[SPARK-33841][CORE] Fix issue with jobs disappearing intermittently from the SHS under high load

### What changes were proposed in this pull request?

Mark SHS event log entries that were `processing` at the beginning of the `checkForLogs` run as not stale and check for this mark before deleting an event log. This fixes the issue when a particular job was displayed in the SHS and disappeared after some time, but then, in several minutes showed up again.

### Why are the changes needed?

The issue is caused by [SPARK-29043](https://issues.apache.org/jira/browse/SPARK-29043), which is designated to improve the concurrent performance of the History Server. The [change](https://github.com/apache/spark/pull/25797/files#) breaks the ["app deletion" logic](https://github.com/apache/spark/pull/25797/files#diff-128a6af0d78f4a6180774faedb335d6168dfc4defff58f5aa3021fc1bd767bc0R563) because of missing proper synchronization for `processing` event log entries. Since SHS now [filters out](https://github.com/apache/spark/pull/25797/files#diff-128a6af0d78f4a6180774faedb335d6168dfc4defff58f5aa3021fc1bd767bc0R462) all `processing` event log entries, such entries do not have a chance to be [updated with the new `lastProcessed`](https://github.com/apache/spark/pull/25797/files#diff-128a6af0d78f4a6180774faedb335d6168dfc4defff58f5aa3021fc1bd767bc0R472) time and thus any entity that completes processing right after [filtering](https://github.com/apache/spark/pull/25797/files#diff-128a6af0d78f4a6180774faedb335d6168dfc4defff58f5aa3021fc1bd767bc0R462) and before [the check for stale entities](https://github.com/apache/spark/pull/25797/files#diff-128a6af0d78f4a6180774faedb335d6168dfc4defff58f5aa3021fc1bd767bc0R560) will be identified as stale and will be deleted from the UI until the next `checkForLogs` run. This is because [updated `lastProcessed` time is used as criteria](https://github.com/apache/spark/pull/25797/files#diff-128a6af0d78f4a6180774faedb335d6168dfc4defff58f5aa3021fc1bd767bc0R557), and event log entries that missed to be updated with a new time, will match that criteria.
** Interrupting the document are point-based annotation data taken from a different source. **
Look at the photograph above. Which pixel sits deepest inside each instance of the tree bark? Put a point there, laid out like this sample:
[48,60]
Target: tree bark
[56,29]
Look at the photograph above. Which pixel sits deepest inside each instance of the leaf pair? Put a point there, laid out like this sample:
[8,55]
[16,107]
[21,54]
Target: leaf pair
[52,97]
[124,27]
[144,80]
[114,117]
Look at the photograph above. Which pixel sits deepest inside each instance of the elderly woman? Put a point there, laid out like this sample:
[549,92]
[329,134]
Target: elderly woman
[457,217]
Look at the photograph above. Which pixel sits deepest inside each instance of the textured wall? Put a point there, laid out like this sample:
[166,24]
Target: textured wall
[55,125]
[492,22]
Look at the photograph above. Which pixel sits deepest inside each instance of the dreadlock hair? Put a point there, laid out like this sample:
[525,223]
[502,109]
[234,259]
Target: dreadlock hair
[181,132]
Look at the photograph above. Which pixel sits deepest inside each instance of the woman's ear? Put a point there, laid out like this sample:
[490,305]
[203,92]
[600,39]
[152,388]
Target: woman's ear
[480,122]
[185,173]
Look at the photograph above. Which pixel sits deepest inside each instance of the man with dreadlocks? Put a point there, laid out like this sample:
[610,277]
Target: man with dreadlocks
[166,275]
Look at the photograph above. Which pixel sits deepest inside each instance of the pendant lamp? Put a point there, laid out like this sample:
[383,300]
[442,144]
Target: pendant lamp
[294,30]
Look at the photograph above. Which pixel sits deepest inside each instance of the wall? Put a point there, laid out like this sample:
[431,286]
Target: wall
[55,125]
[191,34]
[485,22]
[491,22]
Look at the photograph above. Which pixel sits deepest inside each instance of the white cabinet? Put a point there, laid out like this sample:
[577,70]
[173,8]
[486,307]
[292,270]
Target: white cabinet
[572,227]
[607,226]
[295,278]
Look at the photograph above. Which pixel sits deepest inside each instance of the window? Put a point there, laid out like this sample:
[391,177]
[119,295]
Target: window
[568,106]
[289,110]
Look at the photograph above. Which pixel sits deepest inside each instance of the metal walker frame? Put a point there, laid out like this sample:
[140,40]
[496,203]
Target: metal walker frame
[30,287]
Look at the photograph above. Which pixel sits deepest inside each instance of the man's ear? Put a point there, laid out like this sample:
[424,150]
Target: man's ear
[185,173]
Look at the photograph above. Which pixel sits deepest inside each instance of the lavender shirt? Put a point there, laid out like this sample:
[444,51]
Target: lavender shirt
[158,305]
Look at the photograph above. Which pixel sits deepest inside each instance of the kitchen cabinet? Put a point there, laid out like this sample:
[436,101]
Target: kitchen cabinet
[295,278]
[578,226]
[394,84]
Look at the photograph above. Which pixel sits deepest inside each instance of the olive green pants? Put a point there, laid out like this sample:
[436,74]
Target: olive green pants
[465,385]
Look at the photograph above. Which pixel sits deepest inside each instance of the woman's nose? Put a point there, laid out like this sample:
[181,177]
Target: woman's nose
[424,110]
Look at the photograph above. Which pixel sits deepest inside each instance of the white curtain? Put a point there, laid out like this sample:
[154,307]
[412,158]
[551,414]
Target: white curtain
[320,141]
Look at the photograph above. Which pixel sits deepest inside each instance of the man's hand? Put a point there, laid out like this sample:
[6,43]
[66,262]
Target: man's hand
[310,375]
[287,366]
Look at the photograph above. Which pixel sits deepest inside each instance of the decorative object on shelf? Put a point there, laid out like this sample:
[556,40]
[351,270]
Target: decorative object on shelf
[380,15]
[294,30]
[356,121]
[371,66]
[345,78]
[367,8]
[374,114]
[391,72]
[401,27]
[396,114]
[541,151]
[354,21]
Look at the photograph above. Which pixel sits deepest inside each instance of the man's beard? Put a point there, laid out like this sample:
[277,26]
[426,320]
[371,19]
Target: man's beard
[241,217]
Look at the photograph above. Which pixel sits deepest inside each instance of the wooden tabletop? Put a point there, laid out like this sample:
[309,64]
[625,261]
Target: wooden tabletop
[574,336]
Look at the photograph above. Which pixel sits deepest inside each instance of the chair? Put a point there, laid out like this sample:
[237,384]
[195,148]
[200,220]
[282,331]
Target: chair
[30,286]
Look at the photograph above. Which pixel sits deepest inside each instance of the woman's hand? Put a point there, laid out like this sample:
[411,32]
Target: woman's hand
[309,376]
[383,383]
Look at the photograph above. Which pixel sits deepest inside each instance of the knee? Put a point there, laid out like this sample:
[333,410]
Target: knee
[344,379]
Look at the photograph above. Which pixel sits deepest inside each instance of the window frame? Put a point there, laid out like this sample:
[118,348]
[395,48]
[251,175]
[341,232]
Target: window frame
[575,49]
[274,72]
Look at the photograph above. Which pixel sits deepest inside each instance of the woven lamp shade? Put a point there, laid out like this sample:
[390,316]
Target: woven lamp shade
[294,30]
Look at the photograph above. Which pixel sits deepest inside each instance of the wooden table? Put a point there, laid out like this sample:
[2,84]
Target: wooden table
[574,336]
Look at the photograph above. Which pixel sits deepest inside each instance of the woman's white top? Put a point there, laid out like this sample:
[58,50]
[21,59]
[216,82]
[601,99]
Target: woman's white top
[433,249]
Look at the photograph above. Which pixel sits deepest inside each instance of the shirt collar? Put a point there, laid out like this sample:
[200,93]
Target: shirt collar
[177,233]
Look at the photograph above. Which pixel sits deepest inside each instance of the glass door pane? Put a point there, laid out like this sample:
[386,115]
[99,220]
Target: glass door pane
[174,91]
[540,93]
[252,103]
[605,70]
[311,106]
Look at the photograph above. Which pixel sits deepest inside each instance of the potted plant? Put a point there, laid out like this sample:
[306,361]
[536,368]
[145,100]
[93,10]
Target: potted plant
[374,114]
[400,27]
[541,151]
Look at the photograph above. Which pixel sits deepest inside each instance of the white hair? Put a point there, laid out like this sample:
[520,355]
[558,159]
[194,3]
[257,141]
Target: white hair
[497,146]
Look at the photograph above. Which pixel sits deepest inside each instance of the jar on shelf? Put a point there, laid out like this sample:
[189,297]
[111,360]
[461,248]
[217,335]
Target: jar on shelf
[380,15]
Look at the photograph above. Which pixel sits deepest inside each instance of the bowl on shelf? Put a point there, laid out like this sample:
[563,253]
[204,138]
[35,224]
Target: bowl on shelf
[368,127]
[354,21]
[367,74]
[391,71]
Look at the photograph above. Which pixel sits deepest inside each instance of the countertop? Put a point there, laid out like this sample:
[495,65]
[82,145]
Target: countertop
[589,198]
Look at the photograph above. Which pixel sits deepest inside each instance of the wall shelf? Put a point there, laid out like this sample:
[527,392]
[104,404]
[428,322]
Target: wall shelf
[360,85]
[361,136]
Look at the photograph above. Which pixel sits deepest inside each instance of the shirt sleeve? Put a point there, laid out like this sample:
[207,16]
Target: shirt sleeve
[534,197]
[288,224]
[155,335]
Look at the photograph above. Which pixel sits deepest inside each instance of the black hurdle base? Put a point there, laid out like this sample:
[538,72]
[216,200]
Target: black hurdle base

The issue can be reproduced by generating a big number of event logs and uploading them to the SHS event log directory on S3. Essentially, around 236(26.7 MB) copies of an event log directory were created using [shs-monitor](https://github.com/vladhlinsky/shs-monitor/tree/spark-master) script. Strange behavior of SHS counting the total number of applications was noticed - at first, the number was increasing as expected, but with the next page refresh, the total number of applications decreased. No errors were logged by SHS.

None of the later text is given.